Putin: Russia's ban on Western foods will last 'as long as possible'
Russian President Vladimir Putin said the country's reciprocal measures in the form of an embargo on certain western food products are good for Russia’s economy and should last "as long as possible."
Admitting that his statement might seem “totally unexpected” for some, Putin explained that the ban is also in the consumers’ interest, with good quality products at lower prices becoming more available.
“We must create viable conditions,” he said, speaking at an ‘Action Forum’ of the All-Russia People's Front on Tuesday.
Russia’s agricultural production has been given a boost in the wake of deteriorating relations with the West. After the anti-Russia sanctions were introduced in 2014 over the Ukrainian crisis and Moscow’s alleged role in it, Russia banned imports of certain foods from a number of Western states.
“We really did it responsibly and, in fact, used the short-sighted decisions that had been applied in regard to our country by our so-called partners, who introduced the sanctions,” Putin said, stressing that Russia's counter measures were also meant to protect its domestic market.
In June, the Russian president signed a decree that prolongs economic sanctions on some Western products until the end of 2017. The ban on certain agricultural products, raw materials, and food imports from countries that support anti-Russian sanctions followed the EU's move to formally extend their own restrictions against Moscow.

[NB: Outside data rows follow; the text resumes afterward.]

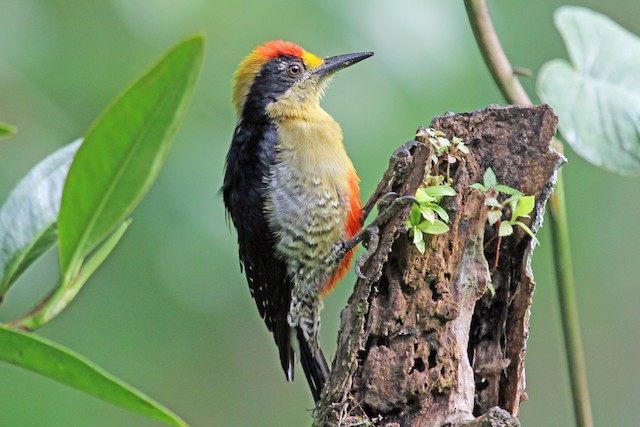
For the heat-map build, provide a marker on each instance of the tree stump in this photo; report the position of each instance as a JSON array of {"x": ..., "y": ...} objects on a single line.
[{"x": 422, "y": 342}]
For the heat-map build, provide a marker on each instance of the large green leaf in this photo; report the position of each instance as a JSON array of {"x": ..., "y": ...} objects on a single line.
[
  {"x": 597, "y": 96},
  {"x": 123, "y": 153},
  {"x": 60, "y": 364},
  {"x": 28, "y": 216}
]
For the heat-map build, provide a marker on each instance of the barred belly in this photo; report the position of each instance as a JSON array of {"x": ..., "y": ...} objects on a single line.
[{"x": 307, "y": 213}]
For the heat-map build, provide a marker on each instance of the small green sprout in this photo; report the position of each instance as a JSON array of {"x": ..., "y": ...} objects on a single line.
[
  {"x": 444, "y": 150},
  {"x": 427, "y": 216},
  {"x": 491, "y": 289},
  {"x": 519, "y": 204}
]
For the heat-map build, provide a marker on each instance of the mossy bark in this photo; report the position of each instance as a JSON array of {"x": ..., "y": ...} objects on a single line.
[{"x": 422, "y": 341}]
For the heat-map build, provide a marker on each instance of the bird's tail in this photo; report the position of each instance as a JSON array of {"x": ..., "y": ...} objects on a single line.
[{"x": 314, "y": 366}]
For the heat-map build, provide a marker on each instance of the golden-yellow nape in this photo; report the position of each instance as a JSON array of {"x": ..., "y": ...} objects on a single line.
[{"x": 252, "y": 63}]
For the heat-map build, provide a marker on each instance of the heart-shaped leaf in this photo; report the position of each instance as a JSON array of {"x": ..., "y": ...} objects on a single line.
[{"x": 597, "y": 96}]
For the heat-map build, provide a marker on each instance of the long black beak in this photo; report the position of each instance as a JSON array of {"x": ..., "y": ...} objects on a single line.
[{"x": 335, "y": 63}]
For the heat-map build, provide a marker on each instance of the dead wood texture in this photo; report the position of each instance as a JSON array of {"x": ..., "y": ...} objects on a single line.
[{"x": 422, "y": 341}]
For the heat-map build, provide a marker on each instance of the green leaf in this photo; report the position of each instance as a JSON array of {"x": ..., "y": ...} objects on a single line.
[
  {"x": 493, "y": 216},
  {"x": 63, "y": 295},
  {"x": 7, "y": 130},
  {"x": 428, "y": 214},
  {"x": 440, "y": 211},
  {"x": 524, "y": 206},
  {"x": 479, "y": 186},
  {"x": 489, "y": 178},
  {"x": 527, "y": 230},
  {"x": 438, "y": 191},
  {"x": 123, "y": 153},
  {"x": 438, "y": 227},
  {"x": 508, "y": 190},
  {"x": 417, "y": 235},
  {"x": 506, "y": 229},
  {"x": 493, "y": 202},
  {"x": 60, "y": 364},
  {"x": 421, "y": 196},
  {"x": 491, "y": 289},
  {"x": 415, "y": 217},
  {"x": 28, "y": 216},
  {"x": 513, "y": 199},
  {"x": 597, "y": 96}
]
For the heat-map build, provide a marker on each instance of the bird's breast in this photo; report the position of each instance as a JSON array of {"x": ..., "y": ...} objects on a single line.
[{"x": 308, "y": 188}]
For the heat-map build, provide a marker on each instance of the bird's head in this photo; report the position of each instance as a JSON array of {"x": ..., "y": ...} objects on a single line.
[{"x": 281, "y": 79}]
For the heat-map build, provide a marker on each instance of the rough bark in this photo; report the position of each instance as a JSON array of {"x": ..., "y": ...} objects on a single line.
[{"x": 422, "y": 341}]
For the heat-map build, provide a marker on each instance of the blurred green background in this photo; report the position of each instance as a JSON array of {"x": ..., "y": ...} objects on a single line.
[{"x": 170, "y": 312}]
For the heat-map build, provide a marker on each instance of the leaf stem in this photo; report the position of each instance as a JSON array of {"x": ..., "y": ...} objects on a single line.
[{"x": 504, "y": 76}]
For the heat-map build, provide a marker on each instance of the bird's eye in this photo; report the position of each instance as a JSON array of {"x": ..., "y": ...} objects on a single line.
[{"x": 294, "y": 69}]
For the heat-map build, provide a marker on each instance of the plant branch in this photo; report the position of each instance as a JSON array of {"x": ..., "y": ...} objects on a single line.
[
  {"x": 504, "y": 76},
  {"x": 493, "y": 54}
]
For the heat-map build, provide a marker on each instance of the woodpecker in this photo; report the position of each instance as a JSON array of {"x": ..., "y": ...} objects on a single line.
[{"x": 292, "y": 194}]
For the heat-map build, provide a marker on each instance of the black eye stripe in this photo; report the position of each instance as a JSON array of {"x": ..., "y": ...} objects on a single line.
[{"x": 294, "y": 69}]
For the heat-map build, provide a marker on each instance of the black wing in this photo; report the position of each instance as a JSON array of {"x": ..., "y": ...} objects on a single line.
[{"x": 251, "y": 155}]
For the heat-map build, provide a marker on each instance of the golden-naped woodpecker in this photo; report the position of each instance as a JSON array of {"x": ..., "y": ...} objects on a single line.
[{"x": 292, "y": 194}]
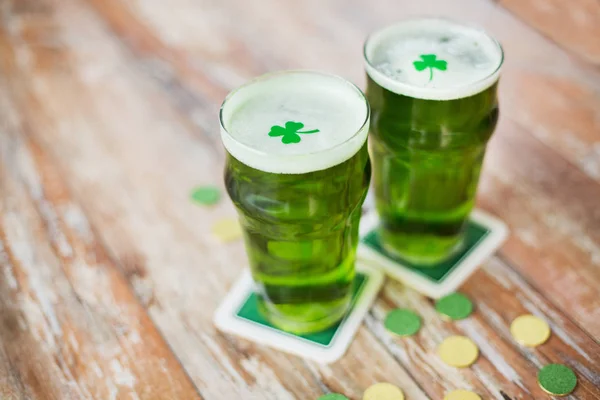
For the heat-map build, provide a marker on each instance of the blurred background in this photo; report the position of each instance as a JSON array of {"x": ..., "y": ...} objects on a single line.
[{"x": 109, "y": 274}]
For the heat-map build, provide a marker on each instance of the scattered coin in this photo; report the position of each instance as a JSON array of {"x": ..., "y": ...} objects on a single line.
[
  {"x": 402, "y": 322},
  {"x": 227, "y": 229},
  {"x": 383, "y": 391},
  {"x": 458, "y": 351},
  {"x": 530, "y": 330},
  {"x": 462, "y": 395},
  {"x": 557, "y": 379},
  {"x": 206, "y": 195},
  {"x": 455, "y": 306}
]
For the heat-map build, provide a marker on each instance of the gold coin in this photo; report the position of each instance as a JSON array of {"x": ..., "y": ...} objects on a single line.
[
  {"x": 383, "y": 391},
  {"x": 530, "y": 330},
  {"x": 462, "y": 395},
  {"x": 458, "y": 351},
  {"x": 227, "y": 229}
]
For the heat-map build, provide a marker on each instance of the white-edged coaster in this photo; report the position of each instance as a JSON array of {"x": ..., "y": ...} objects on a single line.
[
  {"x": 485, "y": 234},
  {"x": 238, "y": 314}
]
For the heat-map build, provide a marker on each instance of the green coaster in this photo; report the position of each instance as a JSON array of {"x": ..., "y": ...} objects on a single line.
[
  {"x": 333, "y": 396},
  {"x": 249, "y": 311},
  {"x": 455, "y": 306},
  {"x": 483, "y": 235},
  {"x": 402, "y": 322},
  {"x": 557, "y": 379},
  {"x": 206, "y": 195},
  {"x": 239, "y": 314}
]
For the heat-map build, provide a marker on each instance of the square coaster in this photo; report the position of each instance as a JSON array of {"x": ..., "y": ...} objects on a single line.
[
  {"x": 485, "y": 234},
  {"x": 238, "y": 314}
]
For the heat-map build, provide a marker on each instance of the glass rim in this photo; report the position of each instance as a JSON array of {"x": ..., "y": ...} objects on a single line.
[
  {"x": 442, "y": 94},
  {"x": 269, "y": 75}
]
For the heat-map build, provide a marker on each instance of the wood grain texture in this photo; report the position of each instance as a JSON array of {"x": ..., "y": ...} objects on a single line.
[
  {"x": 574, "y": 25},
  {"x": 108, "y": 112}
]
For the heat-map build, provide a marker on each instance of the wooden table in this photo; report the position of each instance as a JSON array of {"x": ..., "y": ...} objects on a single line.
[{"x": 109, "y": 275}]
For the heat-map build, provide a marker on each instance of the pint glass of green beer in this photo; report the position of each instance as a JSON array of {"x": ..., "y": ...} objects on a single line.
[
  {"x": 298, "y": 170},
  {"x": 432, "y": 88}
]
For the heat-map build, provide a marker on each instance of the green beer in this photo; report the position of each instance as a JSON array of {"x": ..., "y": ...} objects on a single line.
[
  {"x": 432, "y": 88},
  {"x": 297, "y": 171}
]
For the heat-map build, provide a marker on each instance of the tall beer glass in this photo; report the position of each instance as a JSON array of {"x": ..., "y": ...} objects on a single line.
[
  {"x": 298, "y": 171},
  {"x": 432, "y": 88}
]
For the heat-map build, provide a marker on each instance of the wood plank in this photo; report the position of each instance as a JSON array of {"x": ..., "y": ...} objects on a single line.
[
  {"x": 533, "y": 108},
  {"x": 144, "y": 116},
  {"x": 71, "y": 326},
  {"x": 551, "y": 208},
  {"x": 505, "y": 368},
  {"x": 141, "y": 209},
  {"x": 574, "y": 25}
]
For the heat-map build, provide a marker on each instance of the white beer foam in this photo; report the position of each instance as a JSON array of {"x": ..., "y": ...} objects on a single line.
[
  {"x": 334, "y": 106},
  {"x": 473, "y": 59}
]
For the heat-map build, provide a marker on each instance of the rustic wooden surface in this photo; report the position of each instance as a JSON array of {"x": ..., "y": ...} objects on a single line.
[{"x": 109, "y": 275}]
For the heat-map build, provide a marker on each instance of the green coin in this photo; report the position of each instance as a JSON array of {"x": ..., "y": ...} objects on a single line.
[
  {"x": 455, "y": 305},
  {"x": 333, "y": 396},
  {"x": 557, "y": 379},
  {"x": 206, "y": 195},
  {"x": 402, "y": 322}
]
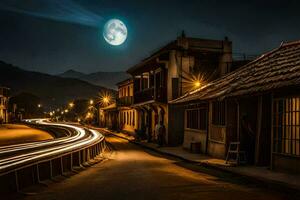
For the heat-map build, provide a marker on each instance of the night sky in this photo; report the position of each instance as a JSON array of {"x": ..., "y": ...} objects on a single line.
[{"x": 55, "y": 35}]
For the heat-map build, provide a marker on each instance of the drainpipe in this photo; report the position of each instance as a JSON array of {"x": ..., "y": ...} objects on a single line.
[{"x": 238, "y": 120}]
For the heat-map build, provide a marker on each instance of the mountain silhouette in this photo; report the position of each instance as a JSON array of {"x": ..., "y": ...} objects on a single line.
[{"x": 52, "y": 90}]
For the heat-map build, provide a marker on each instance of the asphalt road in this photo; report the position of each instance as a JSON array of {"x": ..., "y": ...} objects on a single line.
[
  {"x": 129, "y": 172},
  {"x": 16, "y": 133}
]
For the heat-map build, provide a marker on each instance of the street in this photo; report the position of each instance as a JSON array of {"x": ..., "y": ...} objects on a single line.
[
  {"x": 128, "y": 172},
  {"x": 17, "y": 133}
]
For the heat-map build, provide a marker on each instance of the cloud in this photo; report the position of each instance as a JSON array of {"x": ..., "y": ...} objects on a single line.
[{"x": 64, "y": 11}]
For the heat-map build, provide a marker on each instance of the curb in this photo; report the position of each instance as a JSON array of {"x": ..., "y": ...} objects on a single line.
[{"x": 268, "y": 183}]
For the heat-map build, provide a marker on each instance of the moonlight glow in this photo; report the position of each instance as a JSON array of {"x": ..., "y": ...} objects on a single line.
[{"x": 115, "y": 32}]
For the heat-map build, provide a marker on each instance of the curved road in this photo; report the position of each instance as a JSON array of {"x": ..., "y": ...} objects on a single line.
[
  {"x": 129, "y": 172},
  {"x": 16, "y": 156}
]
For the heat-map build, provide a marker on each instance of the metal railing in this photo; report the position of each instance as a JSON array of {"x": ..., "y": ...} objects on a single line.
[{"x": 28, "y": 172}]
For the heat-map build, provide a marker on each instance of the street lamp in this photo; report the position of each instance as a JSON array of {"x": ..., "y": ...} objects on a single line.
[
  {"x": 71, "y": 105},
  {"x": 197, "y": 83},
  {"x": 91, "y": 102}
]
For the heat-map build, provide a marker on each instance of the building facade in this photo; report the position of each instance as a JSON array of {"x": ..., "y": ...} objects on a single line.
[
  {"x": 257, "y": 106},
  {"x": 4, "y": 98},
  {"x": 127, "y": 116},
  {"x": 177, "y": 68}
]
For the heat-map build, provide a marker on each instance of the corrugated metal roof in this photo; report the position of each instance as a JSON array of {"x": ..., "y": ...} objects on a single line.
[{"x": 276, "y": 69}]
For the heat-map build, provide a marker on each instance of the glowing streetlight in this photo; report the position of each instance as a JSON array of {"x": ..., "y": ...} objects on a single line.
[
  {"x": 71, "y": 105},
  {"x": 197, "y": 83},
  {"x": 91, "y": 102}
]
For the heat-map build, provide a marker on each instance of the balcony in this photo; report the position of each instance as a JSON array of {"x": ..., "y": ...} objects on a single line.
[
  {"x": 125, "y": 101},
  {"x": 157, "y": 94}
]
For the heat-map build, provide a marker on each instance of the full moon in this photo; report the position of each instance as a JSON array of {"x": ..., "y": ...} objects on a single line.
[{"x": 115, "y": 32}]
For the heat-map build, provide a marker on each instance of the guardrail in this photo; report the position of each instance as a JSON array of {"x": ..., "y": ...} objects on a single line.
[{"x": 46, "y": 166}]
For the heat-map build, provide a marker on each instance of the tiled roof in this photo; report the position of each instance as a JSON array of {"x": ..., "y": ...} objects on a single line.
[{"x": 275, "y": 69}]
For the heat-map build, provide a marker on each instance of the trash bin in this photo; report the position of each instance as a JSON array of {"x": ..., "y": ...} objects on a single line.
[{"x": 195, "y": 147}]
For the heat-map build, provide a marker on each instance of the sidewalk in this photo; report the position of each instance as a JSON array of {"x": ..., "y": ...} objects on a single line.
[{"x": 261, "y": 174}]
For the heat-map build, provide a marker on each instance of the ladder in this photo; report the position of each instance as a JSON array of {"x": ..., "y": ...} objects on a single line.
[{"x": 239, "y": 157}]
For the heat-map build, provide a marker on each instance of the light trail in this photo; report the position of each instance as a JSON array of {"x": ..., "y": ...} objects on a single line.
[{"x": 26, "y": 153}]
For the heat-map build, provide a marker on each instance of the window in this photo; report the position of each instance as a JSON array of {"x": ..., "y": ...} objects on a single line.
[
  {"x": 127, "y": 120},
  {"x": 286, "y": 126},
  {"x": 124, "y": 117},
  {"x": 218, "y": 113},
  {"x": 133, "y": 119},
  {"x": 196, "y": 119}
]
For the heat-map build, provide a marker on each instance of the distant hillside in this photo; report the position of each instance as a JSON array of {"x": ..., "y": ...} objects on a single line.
[
  {"x": 52, "y": 90},
  {"x": 71, "y": 74},
  {"x": 106, "y": 79}
]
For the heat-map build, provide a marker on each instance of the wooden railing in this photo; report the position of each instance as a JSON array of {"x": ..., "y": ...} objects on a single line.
[
  {"x": 157, "y": 94},
  {"x": 125, "y": 101}
]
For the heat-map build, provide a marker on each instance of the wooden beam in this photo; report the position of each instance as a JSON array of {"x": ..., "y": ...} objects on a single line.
[{"x": 258, "y": 129}]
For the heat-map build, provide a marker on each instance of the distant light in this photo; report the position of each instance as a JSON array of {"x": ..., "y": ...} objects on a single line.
[
  {"x": 197, "y": 83},
  {"x": 91, "y": 102},
  {"x": 106, "y": 99}
]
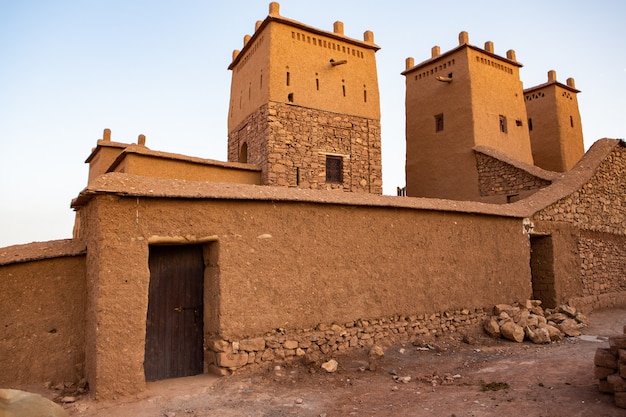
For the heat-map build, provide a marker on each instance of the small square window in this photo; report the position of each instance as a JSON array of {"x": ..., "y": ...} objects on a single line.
[
  {"x": 439, "y": 122},
  {"x": 334, "y": 169},
  {"x": 503, "y": 124}
]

A number of Western officials have opposed the economic stand-off with Russia, warning their governments that it is their own economies that suffer. While protests have been staged in some European countries, including farmers opposing the ban on selling their products to Russia, some European policymakers and businesses have become increasingly skeptical about the effectiveness of the sanctions.
The measures have proven to be politically ineffective and economically harmful for both Russia and Europe, they claim.
Italy has been among the EU countries most often calling for the removal of the sanctions, citing the harm to its own economy. Last week, Italian MP Paola Carinelli said her country “lost as much as €7 billion ($7.4 billion) since the beginning of sanctions,” while several thousands have lost their jobs.